Что сделал Гегель? Он взял это чертово колесо и вытянул его вверх, изобретя великую спираль. Великая спираль состоит из трех завитков: тезиса, антитезиса и синтеза. Что имеется в виду. Тезис – это нечто, что есть сейчас. Антитезис – это отрицание, то есть как бы противоположность тезису. Вот те люди, у которых в голове болтается маятник бесконечный, они вот на этом и застывают: было сначала так, потом по-другому, а теперь опять будет, как раньше было, а затем опять по-другому. Вот он так туда-сюда и ходит.

На самом деле, третий виток – это синтез. Синтез повторяет тезис, но на следующем уровне. Он как бы над ним находится, он на него чем-то похож. Поэтому те, кто опять же поглупее, они начинают говорить, что вот это то же самое, что тогда было, сто лет назад.
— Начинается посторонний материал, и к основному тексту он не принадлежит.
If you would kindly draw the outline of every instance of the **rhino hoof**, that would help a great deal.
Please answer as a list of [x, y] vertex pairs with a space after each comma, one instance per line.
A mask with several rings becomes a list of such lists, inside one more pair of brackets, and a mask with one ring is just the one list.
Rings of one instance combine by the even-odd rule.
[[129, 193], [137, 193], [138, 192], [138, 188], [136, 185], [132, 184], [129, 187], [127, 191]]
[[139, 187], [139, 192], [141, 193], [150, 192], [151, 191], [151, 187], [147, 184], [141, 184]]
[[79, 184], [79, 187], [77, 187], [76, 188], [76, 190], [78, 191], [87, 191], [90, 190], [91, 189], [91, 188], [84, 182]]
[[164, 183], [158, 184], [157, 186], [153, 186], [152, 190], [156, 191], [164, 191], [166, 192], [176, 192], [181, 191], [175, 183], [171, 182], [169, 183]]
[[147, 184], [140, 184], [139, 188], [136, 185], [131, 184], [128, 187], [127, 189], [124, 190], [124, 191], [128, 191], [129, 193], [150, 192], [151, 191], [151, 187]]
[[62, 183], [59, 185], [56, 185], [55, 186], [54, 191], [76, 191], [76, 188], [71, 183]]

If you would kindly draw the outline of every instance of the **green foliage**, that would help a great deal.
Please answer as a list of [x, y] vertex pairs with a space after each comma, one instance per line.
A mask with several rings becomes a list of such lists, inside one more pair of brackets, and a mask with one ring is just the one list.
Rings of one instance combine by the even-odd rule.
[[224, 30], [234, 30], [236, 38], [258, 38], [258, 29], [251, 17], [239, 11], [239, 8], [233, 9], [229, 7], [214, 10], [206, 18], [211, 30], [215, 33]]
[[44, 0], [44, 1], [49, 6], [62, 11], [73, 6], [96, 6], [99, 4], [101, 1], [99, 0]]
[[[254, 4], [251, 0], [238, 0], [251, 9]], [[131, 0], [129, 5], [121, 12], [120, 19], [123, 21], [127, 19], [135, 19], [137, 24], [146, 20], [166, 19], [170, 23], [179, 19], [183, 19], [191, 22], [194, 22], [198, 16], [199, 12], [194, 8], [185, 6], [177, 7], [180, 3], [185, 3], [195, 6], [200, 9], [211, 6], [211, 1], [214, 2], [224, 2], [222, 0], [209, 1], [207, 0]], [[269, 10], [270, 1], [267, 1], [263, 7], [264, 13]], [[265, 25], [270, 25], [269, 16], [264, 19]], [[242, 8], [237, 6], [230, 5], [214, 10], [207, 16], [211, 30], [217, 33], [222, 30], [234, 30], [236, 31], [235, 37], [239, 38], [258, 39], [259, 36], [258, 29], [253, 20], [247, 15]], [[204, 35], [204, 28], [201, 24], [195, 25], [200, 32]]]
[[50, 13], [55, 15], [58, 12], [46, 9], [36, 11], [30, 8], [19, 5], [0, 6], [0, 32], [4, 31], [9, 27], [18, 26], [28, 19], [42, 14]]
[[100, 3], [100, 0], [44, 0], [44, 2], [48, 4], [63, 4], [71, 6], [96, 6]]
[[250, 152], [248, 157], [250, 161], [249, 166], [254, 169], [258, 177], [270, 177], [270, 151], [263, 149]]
Вообще, хорошее правило философского мышления состоит в следующем: Если вы заметили сходство чего-нибудь с чем-нибудь, задайте себе вопрос: А в чем разница? Если вы провели историческую аналогию и говорите: «Вот в 2017 году совершенно то же самое, что и в 1917. Я читал книгу Зыгаря». Хорошо, вы молодцы, что вы книгу читали. Книга хорошая. И сходство вы отметили. Здорово. А теперь скажите себе: А чем отличается? И вот это отличающееся и будет самое главное, а сходство ваше можете после этого, поздравив себя с наблюдательностью, выкинуть, потому что это ровно то, что неважно, а важно то, что трансформируется.

Так вот синтез представляет собой объединение тезиса и антитезиса и новую сущность. Спираль уходит в бесконечность, спираль уходит в небо. Это творческое преобразование этой самой идеи колеса. За это мы все чрезвычайно благодарны философу Гегелю. Он наши горизонты расширил до бесконечности. Поэтому теперь мы смотрим на, что меняется, а не только смотрим направо, налево или вообще стоим на месте, ожидая, когда эта самая госпожа Фортуна обернется к нам своей правильной стороной».